Non-perturbative diffusion of Heavy Quark moving in a hot and magnetised Quark Gluon Plasma

TL;DR

This paper develops a theoretical framework to study how strong magnetic fields influence the non-perturbative and perturbative diffusion of heavy quarks in a hot quark-gluon plasma, revealing dominance of non-perturbative effects at low temperatures.

Contribution

It introduces a comprehensive model incorporating non-perturbative QCD effects into heavy quark diffusion in magnetic fields, extending previous perturbative approaches.

Findings

Non-perturbative effects dominate at low temperatures and momenta.

Perturbative contributions increase with temperature and quark momentum.

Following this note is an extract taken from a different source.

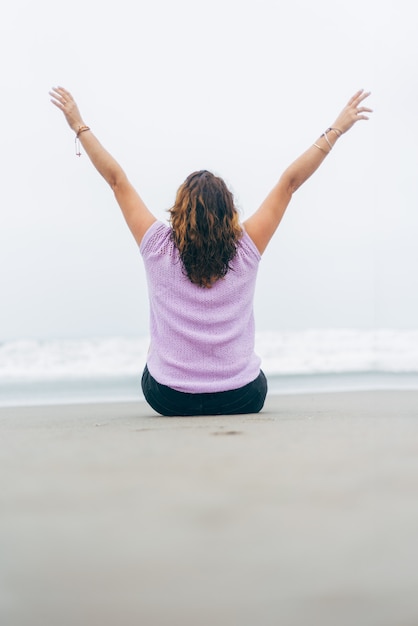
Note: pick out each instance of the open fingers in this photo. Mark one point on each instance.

Diffusion coefficients vary significantly with magnetic field orientation.

Abstract

Heavy Quarks (HQs) serve as excellent probes to understand various characteristics of deconfined hot QCD medium, comprising light quarks and gluons, created in the Heavy Ion Collisions (HICs). Strong magnetic fields in non-central HICs may significantly affect HQ dynamics in this medium. Exploring the impact of the magnetic field on the perturbative and non-perturbative transport coefficients of HQ is an intriguing endeavor. This necessitates the development of a comprehensive theoretical framework accommodating the non-perturbative Quantum Chromo Dynamics(npQCD) description alongside perturbative QCD(pQCD). The present work provides such a formulation in which Quarkonium potential in the hot and magnetic QCD medium is implemented as the effective gluon propagator to calculate the rate of elastic scattering between HQ and the light partons inside a medium of hot Quark Gluon Plasma(QGP) in the presence of a strong but uniform magnetic field. Diffusion coefficients of a charm quark have been computed for a short-range Yukawa potential ( pQCD) as well as a long-range confining/non-perturbative potential (npQCD) for two cases in which the velocity of the charm quark is parallel and perpendicular to the magnetic field respectively. Non-perturbative contribution is seen to dominate over the perturbative one in the regime of low temperatures and low to intermediate momenta of charm quark. As the momentum of charm quark as well as the temperature of the medium increase pQCD starts to gain on the npQCD contribution, ultimately prevailing at higher temperatures and charm momenta.